Au Québec, est-ce que nos organisations mesurent le présentéisme? Si oui, comment et qu’est-ce qu’elles font pour le contrer?
« Au Québec, très peu d’organisations mesurent le présentéisme, car cela est difficile à faire. Cela coûte cher et il faut par la suite savoir quoi faire avec les résultats. Est-ce que les organisations sont prêtes à modifier l’organisation du travail ? ». De plus, il existe, selon monsieur Vézina, une forme de déni et de normalisation du problème. « Le comportement de présentéisme peut être interprété par les organisations comme une démonstration d’appartenance à l’organisation et ainsi être valorisé. Également, il faut tenir compte du fait que les études sur le sujet sont relativement récentes. » Actuellement, un des indicateurs de santé le plus utilisé est le taux d’absence. Cependant, ce n’est pas parce que ce taux est bas, que les travailleurs sont nécessairement en santé et productifs.

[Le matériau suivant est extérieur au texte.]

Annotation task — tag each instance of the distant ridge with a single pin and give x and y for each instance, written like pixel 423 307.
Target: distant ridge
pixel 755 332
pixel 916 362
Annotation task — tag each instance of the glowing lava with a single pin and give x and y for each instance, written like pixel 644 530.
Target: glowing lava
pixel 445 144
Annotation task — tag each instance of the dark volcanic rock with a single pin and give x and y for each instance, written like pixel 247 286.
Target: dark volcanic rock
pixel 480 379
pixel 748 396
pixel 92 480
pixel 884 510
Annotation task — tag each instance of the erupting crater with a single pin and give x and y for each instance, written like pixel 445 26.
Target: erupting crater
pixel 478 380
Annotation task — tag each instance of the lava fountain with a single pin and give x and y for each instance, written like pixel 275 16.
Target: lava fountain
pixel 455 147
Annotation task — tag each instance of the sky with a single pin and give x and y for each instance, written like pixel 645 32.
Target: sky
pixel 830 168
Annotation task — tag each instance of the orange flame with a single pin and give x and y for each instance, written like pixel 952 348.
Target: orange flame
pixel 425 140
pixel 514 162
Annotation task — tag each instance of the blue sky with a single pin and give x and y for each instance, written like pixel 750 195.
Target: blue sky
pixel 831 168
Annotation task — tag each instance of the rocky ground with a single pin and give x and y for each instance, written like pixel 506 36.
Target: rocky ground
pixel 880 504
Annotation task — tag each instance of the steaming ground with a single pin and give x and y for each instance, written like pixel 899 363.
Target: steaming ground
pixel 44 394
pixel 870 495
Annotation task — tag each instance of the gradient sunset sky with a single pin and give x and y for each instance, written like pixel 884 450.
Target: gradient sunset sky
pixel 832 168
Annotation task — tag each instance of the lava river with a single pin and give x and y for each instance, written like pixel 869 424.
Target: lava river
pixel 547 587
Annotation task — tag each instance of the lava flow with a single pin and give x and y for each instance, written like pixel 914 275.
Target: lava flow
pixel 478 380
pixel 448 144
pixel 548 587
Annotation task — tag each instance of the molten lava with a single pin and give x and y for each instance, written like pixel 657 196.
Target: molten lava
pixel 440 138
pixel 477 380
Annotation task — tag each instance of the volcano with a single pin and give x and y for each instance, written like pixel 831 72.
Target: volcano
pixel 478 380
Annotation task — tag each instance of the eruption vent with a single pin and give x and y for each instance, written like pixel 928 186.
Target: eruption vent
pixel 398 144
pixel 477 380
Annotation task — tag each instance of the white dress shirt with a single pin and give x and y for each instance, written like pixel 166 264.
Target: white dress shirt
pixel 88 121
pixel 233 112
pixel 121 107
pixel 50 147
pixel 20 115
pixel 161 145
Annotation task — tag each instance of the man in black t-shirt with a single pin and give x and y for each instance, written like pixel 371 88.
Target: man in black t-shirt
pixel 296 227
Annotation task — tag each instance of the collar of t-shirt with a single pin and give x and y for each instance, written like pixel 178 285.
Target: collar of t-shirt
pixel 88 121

« Tout programme de réduction de l’absentéisme au travail doit être envisagé en fonction de l’impact sur le présentéisme ». Il n’est pas préférable que les gens soient au travail s’ils sont malades, car cela nuit directement à leur santé et à celle de l’organisation. En fait, il ne s’agit pas seulement de gérer l’absence ou le présentéisme, mais plutôt de favoriser la santé des travailleurs au sens large. « Il faut que la santé devienne un incontournable dans les décisions corporatives. Le présentéisme n’est pas l’animal à traquer…C’est plutôt un indicateur que la santé des gens est impactée ». Plus une organisation est préoccupée par la santé du personnel, meilleure est la prévention des causes potentielles du présentéisme lié aux contraintes organisationnelles.
Si je fais du présentéisme, qu’est-ce que je peux faire?

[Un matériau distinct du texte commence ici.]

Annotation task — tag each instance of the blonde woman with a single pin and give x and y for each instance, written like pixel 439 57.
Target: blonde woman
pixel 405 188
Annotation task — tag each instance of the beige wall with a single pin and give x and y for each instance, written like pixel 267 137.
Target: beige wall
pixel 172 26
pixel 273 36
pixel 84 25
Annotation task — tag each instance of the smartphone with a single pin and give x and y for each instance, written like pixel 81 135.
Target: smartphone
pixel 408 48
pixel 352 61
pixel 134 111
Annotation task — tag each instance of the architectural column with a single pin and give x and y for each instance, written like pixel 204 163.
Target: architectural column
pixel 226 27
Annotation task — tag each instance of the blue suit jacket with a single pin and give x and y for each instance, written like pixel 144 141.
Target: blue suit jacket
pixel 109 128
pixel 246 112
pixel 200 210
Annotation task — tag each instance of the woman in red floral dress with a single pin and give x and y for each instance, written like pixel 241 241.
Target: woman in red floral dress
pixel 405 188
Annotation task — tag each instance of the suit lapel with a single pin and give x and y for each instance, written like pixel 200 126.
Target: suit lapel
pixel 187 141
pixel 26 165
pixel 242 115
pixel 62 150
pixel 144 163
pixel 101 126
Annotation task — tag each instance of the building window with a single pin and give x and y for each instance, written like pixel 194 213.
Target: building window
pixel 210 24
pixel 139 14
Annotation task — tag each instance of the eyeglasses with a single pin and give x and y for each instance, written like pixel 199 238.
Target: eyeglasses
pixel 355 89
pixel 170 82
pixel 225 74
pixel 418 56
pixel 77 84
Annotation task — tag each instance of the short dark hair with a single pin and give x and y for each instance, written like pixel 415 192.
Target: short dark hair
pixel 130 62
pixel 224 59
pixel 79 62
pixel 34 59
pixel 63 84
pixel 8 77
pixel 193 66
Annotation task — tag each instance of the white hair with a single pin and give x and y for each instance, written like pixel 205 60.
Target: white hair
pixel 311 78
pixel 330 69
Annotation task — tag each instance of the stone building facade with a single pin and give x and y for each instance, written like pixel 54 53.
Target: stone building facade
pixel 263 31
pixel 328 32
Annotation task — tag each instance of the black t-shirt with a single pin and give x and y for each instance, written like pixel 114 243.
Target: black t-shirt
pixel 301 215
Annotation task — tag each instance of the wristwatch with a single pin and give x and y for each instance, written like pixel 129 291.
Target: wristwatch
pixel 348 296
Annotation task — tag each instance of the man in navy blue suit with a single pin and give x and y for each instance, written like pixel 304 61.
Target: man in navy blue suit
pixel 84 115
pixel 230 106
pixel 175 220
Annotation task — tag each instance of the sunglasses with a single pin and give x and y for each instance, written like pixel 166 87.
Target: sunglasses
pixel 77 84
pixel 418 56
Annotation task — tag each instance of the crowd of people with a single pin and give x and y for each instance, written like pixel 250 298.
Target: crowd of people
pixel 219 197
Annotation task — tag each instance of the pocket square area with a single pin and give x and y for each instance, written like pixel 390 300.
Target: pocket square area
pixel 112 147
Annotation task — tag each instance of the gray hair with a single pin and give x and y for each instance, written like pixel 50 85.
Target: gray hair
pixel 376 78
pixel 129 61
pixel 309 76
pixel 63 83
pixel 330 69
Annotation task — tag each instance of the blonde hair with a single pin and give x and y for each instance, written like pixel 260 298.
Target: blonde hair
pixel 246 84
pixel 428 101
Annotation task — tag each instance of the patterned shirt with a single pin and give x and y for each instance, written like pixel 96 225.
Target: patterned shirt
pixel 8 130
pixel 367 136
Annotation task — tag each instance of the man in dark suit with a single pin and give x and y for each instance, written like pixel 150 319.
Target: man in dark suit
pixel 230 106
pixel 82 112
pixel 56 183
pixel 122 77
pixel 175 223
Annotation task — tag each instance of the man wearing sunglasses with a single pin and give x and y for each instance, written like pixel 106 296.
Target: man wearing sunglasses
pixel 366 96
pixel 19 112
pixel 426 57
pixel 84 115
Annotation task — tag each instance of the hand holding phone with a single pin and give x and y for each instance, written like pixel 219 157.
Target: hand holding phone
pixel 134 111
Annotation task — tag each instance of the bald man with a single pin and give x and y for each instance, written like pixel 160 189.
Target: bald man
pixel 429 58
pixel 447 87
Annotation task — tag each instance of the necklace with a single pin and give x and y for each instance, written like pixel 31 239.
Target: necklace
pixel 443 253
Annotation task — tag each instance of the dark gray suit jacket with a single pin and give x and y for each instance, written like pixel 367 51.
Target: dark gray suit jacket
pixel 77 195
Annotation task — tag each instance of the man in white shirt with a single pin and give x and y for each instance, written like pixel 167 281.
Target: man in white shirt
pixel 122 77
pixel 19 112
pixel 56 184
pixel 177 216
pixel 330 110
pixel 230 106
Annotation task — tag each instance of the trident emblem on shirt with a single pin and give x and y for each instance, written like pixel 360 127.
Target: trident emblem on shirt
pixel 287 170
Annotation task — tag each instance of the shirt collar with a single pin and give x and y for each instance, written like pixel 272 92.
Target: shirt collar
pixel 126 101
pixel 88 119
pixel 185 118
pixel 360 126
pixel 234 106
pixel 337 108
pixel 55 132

Il faut d’abord reconnaître que l’on ne va pas bien et en parler. Le soutien socio-affectif est primordial. Monsieur Vézina recommande de parler de son état à ses collègues et à son gestionnaire. « De toute façon, les gens voient bien que vous n’êtes pas dans votre assiette. Il est important de pouvoir se confier librement. Les gens ont besoin de l’approbation des autres pour s’absenter. Ils attendent une sorte d’autorisation implicite qui justifie l’absence. Il n’y a pas que le billet du médecin qui fait foi de tout ».

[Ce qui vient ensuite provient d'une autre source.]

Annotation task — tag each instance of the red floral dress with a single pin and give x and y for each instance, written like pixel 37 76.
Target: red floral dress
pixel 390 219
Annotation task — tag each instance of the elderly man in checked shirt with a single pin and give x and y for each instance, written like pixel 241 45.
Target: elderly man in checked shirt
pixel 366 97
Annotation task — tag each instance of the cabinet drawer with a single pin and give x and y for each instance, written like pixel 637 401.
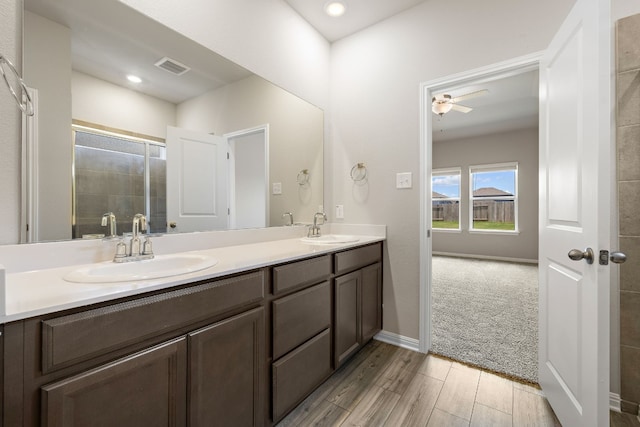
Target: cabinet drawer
pixel 299 372
pixel 297 274
pixel 81 336
pixel 300 316
pixel 350 260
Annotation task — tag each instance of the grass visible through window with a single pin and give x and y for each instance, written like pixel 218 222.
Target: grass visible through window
pixel 487 225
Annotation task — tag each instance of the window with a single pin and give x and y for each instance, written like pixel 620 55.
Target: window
pixel 445 199
pixel 493 197
pixel 119 173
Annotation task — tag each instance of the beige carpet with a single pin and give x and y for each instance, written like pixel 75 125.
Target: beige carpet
pixel 485 313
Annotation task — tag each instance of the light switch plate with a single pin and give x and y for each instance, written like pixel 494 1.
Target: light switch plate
pixel 277 188
pixel 403 180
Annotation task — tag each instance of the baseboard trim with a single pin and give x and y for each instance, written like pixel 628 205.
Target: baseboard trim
pixel 614 402
pixel 398 340
pixel 487 257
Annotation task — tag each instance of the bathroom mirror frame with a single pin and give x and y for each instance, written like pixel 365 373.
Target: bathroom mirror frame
pixel 291 149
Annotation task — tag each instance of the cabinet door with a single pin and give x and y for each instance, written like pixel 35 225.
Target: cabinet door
pixel 145 389
pixel 347 315
pixel 227 372
pixel 371 301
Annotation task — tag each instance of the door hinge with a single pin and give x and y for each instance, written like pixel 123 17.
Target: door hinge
pixel 604 258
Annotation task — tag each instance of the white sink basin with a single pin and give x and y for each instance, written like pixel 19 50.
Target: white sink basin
pixel 330 239
pixel 160 266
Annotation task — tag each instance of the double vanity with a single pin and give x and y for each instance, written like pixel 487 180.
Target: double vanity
pixel 237 334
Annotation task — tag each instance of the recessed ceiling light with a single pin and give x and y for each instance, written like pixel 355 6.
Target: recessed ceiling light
pixel 335 8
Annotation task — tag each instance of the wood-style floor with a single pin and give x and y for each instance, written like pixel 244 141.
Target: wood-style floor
pixel 384 385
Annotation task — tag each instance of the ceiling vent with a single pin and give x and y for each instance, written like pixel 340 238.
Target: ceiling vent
pixel 172 66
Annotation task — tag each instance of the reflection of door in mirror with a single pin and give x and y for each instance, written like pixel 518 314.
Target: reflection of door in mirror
pixel 115 172
pixel 197 195
pixel 249 177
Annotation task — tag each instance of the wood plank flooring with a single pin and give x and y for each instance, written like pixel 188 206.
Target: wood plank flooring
pixel 384 385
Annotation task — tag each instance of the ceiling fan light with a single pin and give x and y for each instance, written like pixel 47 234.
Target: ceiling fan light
pixel 335 8
pixel 441 108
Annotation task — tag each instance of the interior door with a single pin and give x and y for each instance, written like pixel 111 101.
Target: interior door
pixel 197 181
pixel 575 138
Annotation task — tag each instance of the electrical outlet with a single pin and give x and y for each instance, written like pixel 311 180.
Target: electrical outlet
pixel 277 188
pixel 403 180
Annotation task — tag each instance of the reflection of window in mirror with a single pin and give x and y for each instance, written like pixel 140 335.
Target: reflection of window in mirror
pixel 445 199
pixel 120 173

Parler de son état permet également à l’employeur de se questionner et d’agir sur ce qui peut causer la perte de la santé lorsque le travail en est à l’origine. « Si le problème est relié au travail, il faut agir sur ces causes. »
Les interventions individuelles peuvent aussi être pertinentes, telles que le PAE, le psychologue et le médecin. « Cependant, lorsque l’organisation du travail est en cause, il faut aller au-delà de l’approche individuelle pour régler le problème à la source ».
* Les opinions exprimées dans les articles n’engagent que leur auteur(e) et ne reflètent pas nécessairement celles des représentants de l’APSSAP.
- Cette enquête publiée en septembre 2011 et mandatée par le ministère du Travail du Québec trace un portrait de l’évolution des conditions de travail et d’emploi et leurs influences sur la santé et sécurité du travail au Québec. L’EQCOTESST est disponible sur le site de l’IRSST.
- Aronsson et al., 2000, cité dans EQCOTESST
- Kivimäki, M., Head, J., Ferrie, J.E., Hemingway, H., Shipley, M.J., Vahtera, J. et Marmot, M.G., «Working while ill as a risk factor for serious coronary events: The Whitehall II study », American Journal of Public Health, vol.95, p.98-102, 2005, cité dans l’EQCOTESST (2011).